The problem slowly stopped being:

"How do we create secure connectivity?"

and became:

"How do we build predictable, observable, and operationally recoverable hybrid-cloud networking?"

That distinction ended up shaping the entire architecture.

Instead of optimizing for networking sophistication, the final system intentionally optimized for:

  • Deterministic failover

  • Operational simplicity

  • Infrastructure-driven recovery

  • Deep packet-forwarding visibility

  • Cloud-agnostic portability

The result was a lightweight hybrid-cloud architecture built using:

  • WireGuard

  • Linux-native routing

  • AWS Route Table failover

  • Prometheus observability

  • Active-standby tunnel paths

The Initial Assumption: One Tunnel Is Enough

The earliest implementation used a single WireGuard tunnel between AWS and the on-premises environment.

At small scale, this worked well — latency stayed low, operational overhead was minimal, and the architecture remained easy to reason about.

However, failover testing immediately exposed an operational weakness:

The tunnel itself became a single recovery dependency.

Any degradation introduced:

  • Backend API timeouts

  • Intermittent request failures

  • Delayed recovery

  • Manual operational intervention

At this stage, the tunnel was technically functional, but operationally fragile.

That distinction became increasingly important during testing.

Why Traditional Enterprise Networking Was Avoided

The obvious next step was evaluating:

  • Managed VPN services

  • Transit Gateway

  • BGP-based routing

  • Active-active tunnel fabrics

On paper, these architectures looked attractive.

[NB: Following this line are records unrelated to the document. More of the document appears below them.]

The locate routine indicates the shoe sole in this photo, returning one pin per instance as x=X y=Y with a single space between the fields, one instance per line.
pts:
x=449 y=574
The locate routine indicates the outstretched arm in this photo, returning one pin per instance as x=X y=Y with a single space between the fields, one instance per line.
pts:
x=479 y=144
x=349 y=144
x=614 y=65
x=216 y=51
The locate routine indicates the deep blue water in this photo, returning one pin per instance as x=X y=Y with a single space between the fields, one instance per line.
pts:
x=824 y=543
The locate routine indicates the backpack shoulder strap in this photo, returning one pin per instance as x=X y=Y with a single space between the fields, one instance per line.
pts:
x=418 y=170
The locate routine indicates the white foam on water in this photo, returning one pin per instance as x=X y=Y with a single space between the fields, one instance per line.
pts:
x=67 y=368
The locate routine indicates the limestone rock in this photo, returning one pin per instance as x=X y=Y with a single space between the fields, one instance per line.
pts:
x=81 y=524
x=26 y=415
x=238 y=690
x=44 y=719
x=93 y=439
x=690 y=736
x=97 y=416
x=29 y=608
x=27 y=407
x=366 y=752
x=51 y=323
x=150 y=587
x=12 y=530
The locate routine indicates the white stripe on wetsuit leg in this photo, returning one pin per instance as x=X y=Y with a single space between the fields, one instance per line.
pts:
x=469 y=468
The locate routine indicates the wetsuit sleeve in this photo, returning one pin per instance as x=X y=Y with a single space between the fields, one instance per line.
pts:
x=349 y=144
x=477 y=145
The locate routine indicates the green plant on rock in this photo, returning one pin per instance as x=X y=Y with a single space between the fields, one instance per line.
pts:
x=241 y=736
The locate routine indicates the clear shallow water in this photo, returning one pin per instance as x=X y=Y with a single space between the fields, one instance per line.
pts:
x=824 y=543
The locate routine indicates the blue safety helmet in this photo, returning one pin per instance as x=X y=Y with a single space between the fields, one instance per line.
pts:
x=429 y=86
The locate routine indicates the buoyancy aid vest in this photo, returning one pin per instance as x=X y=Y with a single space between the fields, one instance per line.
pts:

Operationally, they introduced several concerns.

Concern Operational Impact
Managed VPN pricing Difficult to justify at mid-scale
Dynamic route convergence Harder to predict during failures
Vendor abstractions Reduced debugging visibility
Active-active routing Increased troubleshooting complexity
BGP failover behavior Operationally non-deterministic

One operational realization became increasingly clear during testing:

Faster troubleshooting was consistently more valuable than maximizing tunnel utilization efficiency.

At mid-scale, operational determinism mattered more than networking elegance.

That insight significantly influenced the final design direction.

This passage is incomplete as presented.